Variable Address Range Instructions like CMOs, MEMSET, MEMZERO, and MEMCOPY - riscvarchive/riscv-CMOs-discuss GitHub Wiki

BRIEF

IMHO the best way to design instructions that operate on variable address ranges is

single address range like MEMZERO or various cache flush is
- SINGLE_ADDRESS_RANGE( src/dest RD, src RS1, ... )
  - RS1 contains the highest address of the range
  - RD contains the number of bytes in the range
    - RD is a source/dest register, both input and output
  - i.e. the range is [RS1-RD,RS1)
    - yes, this seem strange
double address range like MEMCOPY
- DOUBLE_ADDRESS_RANGE( src/dest RD, src RS1, src RS2 ... )
  - RS1 contains the highest address of the first range
  - RS2 contains the highest address of the second range
  - RD contains the number of bytes in both ranges, which is assumed to be equal
    - RD is a source/dest register, both input and output
  - i.e. the two ranges are [RS1-RD,RS1), [RS2-RD,RS2)

Yes, it seems strange that the ranges are defined [hi-size,hi), rather than [lo,lo+size) or [lo,hi). But AFAIK this is the only way to obtain

exception transparency for a state machine implementation of a two address range instruction
while allowing the memory range to be processed from low address the high address
- [lo,lo+size) would require processing from high address to low address, which is often not desirable
and requiring only a single register to be written by such an instruction
- Albeit a source/dest register, which is unavoidable for a state machine implementation with exception transparency.

If you are willing to tolerate inconsistency between single address and double address forms, then a slightly more pol laughable version is possible, but only for single address forms

SINGLE_ADDRESS_RANGE( src/dest RD, src RS1, ... )
- RS1 contains the highest address of the range
- RD contains the low address of the range
  - RD is a source/dest register, both input and output
- i.e. the range is [RD,RS1)

Me, I like consistency, and I hope to see a to address MEMCOPY instruction eventually defined for RISC-V.

Why consider variable address range instructions for RISC-V? Aren't they CISCy?

Classic RISC instruction sets are load/store. They do not have instructions that scan over or copy memory regions. CISCs, on the other hand, have such instructions, like Intel REP STOS and REP MOVS, IBM mainframe MVC (Move Characters).

A classic RISC approach to instruction set design is to define cache line oriented instructions, e.g. that might fetch, evict, or even zero and entire cache line at a time. If you want to apply this to a range, iterate. However, this exposes the cache line size, and is particularly important when zeroing memory.

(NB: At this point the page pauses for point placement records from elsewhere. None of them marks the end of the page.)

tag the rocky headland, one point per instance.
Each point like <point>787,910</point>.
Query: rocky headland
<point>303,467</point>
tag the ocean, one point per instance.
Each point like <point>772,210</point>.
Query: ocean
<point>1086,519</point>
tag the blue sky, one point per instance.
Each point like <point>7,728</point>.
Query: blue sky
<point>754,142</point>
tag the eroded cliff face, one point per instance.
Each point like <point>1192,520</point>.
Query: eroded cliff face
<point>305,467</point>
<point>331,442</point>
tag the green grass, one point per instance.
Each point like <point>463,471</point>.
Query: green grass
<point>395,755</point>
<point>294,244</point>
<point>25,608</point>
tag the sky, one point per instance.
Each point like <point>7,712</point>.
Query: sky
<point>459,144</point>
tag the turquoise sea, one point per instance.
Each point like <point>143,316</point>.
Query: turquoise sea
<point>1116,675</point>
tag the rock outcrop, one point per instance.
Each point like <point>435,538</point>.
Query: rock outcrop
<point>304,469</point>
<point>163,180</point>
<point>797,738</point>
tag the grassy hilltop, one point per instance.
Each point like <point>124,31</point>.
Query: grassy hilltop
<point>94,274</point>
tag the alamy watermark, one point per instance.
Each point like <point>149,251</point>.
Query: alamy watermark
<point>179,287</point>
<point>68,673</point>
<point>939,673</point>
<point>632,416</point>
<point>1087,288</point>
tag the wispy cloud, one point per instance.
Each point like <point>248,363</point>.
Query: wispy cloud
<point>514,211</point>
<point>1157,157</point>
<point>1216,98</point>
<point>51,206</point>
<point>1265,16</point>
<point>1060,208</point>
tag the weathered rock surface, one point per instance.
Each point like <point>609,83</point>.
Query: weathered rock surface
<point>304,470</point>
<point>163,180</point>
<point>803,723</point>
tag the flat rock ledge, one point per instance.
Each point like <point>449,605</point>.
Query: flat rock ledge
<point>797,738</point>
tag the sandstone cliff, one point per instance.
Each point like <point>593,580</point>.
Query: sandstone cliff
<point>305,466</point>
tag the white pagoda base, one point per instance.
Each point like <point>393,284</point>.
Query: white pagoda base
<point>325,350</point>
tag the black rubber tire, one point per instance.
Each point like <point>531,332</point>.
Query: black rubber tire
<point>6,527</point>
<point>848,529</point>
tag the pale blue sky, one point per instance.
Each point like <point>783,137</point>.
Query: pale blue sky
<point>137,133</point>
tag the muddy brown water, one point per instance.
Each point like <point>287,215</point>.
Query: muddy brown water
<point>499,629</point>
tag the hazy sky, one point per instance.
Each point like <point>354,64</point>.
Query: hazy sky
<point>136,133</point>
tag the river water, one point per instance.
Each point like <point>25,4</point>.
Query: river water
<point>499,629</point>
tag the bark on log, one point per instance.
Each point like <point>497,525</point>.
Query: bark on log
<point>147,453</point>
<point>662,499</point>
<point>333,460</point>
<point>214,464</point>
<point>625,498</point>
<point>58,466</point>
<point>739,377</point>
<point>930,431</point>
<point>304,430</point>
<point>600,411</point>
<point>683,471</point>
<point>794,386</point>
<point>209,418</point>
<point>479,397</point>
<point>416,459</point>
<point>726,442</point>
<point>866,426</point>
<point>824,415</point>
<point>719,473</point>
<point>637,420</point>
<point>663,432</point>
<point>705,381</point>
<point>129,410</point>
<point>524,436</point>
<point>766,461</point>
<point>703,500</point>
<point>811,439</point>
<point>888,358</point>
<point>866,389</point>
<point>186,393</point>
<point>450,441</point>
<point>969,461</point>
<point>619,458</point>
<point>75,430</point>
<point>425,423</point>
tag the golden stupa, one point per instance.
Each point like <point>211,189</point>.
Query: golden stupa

However, sometimes range oriented instructions can be more efficient than doing things a cache line at a time. Sometimes people will build efficient state machines or external copy engines. Sometimes these range operations can use cache protocol features that would be unsafe to expose as arbitrary user instructions (e.g. Intel's "fast strings").

Moreover, frequently there are caches both inside and outside of a given CPU/processor/hart. often built by different vendors. While caches inside a CPU can be expected to respond to instructions defined by that CPU, caches outside the CPU may be accessed by idiosyncratic CSRs or MMIO accesses, which are not necessarily standardized. we may want to have portable code, but it may be necessary to trap and emulate such portable code to interface to these idiosyncratic mechanisms. it is better to trap only once for an entire range and to trap for every cache line in the range.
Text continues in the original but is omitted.